I can see the portrayals of both him and leading woman Priscilla Shirer (a top female Bible teacher) opening doors to other roles in the future.
Some would say, “Preposterous,” since one’s point of view about matters of faith will also shape one’s outlook on this movie. But, considering that War Room ranked #2 in the nation for ticket sales its opening weekend and hung in at #3 the following weekend, a lot of moviegoers obviously share my opinion.
Poking around online for reactions to War Room, I came across this negative comment: “The movie equivalent of repeatedly being punched by a Bible, War Room is so brazen with its Evangelical agenda and curbed by its lackluster cinematic approach that nonbelievers will find it laughable.”

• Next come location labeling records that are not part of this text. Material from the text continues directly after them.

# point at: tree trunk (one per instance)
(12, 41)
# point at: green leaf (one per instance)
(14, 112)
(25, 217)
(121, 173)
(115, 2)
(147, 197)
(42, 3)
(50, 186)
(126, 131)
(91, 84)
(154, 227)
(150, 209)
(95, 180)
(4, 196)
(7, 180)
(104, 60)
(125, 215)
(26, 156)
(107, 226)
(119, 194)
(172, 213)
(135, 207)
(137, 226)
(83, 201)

Variety reviewer Joe Leyden was a bit more charitable in his assessment: “The emphatic proselytizing doubtless will resound with ticket buyers who feel a drama focused on the possibility of spiritual salvation can be every bit as compelling as a spectacle that pivots on the question of whether Loki can pull one over on the Avengers.”
Truer words were never spoken—in both cases. People who find the idea of prayer ridiculous and will be offended by its overt biblical theme likely won’t buy a ticket. But this “proselytizing” is one reason millions have gone to see it.
There’s more to its appeal, though. It’s a reason that of the five films the Kendricks have made, each one has been progressively more popular with movie audiences.
For years, churchgoers have watched Hollywood and media elites sneer at their faith and treat it as some kind of Neanderthal prudery that appeals to the weak-minded and non-scientific.
Those of us who know otherwise, and who have experienced God’s grace in our lives, resist such characterizations. It’s not only a characteristically-inaccurate stereotype, when we see someone demonstrating the reality of faith, its practical impact, and respect for our beliefs, it’s no wonder that it becomes a box office hit.
I recently edited a book for French doctor who chronicles a litany of peer-reviewed, scientific psychological and other studies—by academics, not Christians—showing the positive impact faith makes on people’s lives.
So, no matter how many critics insist otherwise, War Room is a dramatic interpretation of reality.